Get the recipe: How To Make Classic Green Bean Casserole
7. Pumpkin, Sweet Potato, or Squash: Purée and Freeze
While chunks of these vegetables don't freeze well, purées do and they don't need to be coated with fat like regular potatoes. Cook, blend, and freeze these purées in freezer bags or containers for soups, pies, or side dishes. They can be defrosted and rewarmed just like mashed potatoes.
Get the recipe: Sour Cream Balsamic Sweet Potatoes
8. Rolls: Ready Them for Baking
Homemade dinner rolls are such a treat and give Thanksgiving dinner that special touch. Luckily, they are also a great make-ahead dish! While you can bake your favorite dinner roll recipe all the way through, freeze, and reheat when needed, I prefer freezing the rolls unbaked. They can be baked without thawing and they'll taste as fresh as they would if you had made the dough on Thanksgiving day.
Get the recipe: How To Freeze & Reheat Dinner Rolls
9. Salads: Shake Up That Dressing
Of course you can't toss a salad together today for Thanksgiving, but there are plenty of other things to take care of. Make the dressings (but add any fresh ingredients like garlic or herbs at the last minute), cut up bread and freeze it for croutons, or toast or candy the nuts.

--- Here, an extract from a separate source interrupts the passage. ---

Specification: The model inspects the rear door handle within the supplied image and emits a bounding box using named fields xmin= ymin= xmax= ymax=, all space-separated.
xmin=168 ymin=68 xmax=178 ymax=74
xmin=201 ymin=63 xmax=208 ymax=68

Get the recipe: Kohlrabi and Cabbage Salad with Maple Lemon Dressing
10. Pie: Freeze the Crust or the Whole Darn Pie
There are so many ways pies can be tackled ahead of time: Freeze pie crust discs, actually roll out the crusts and then freeze right in the pie dish, or completely freeze a whole unbaked pie! The bonus is that freezing sets the crust so it will be less likely to bake up soggy and tough. Also, don't forget that you can also make and freeze streusel topping.
Learn the method: How I Freeze Unbaked Pies to Save Time on Thanksgiving
11. Drinks: Make a Fancy Cocktail a Reality
Finally, cocktail hour and post-dinner drinks should not be neglected. Make your simple syrup now or take it one step further and infuse it with warm winter spices. Or throw a few cinnamon sticks or cloves in a bottle of bourbon or aged rum to spice things up!
Get the recipe: Apple & Cinnamon Infused Bourbon
What parts of Thanksgiving dinner do you like to make ahead?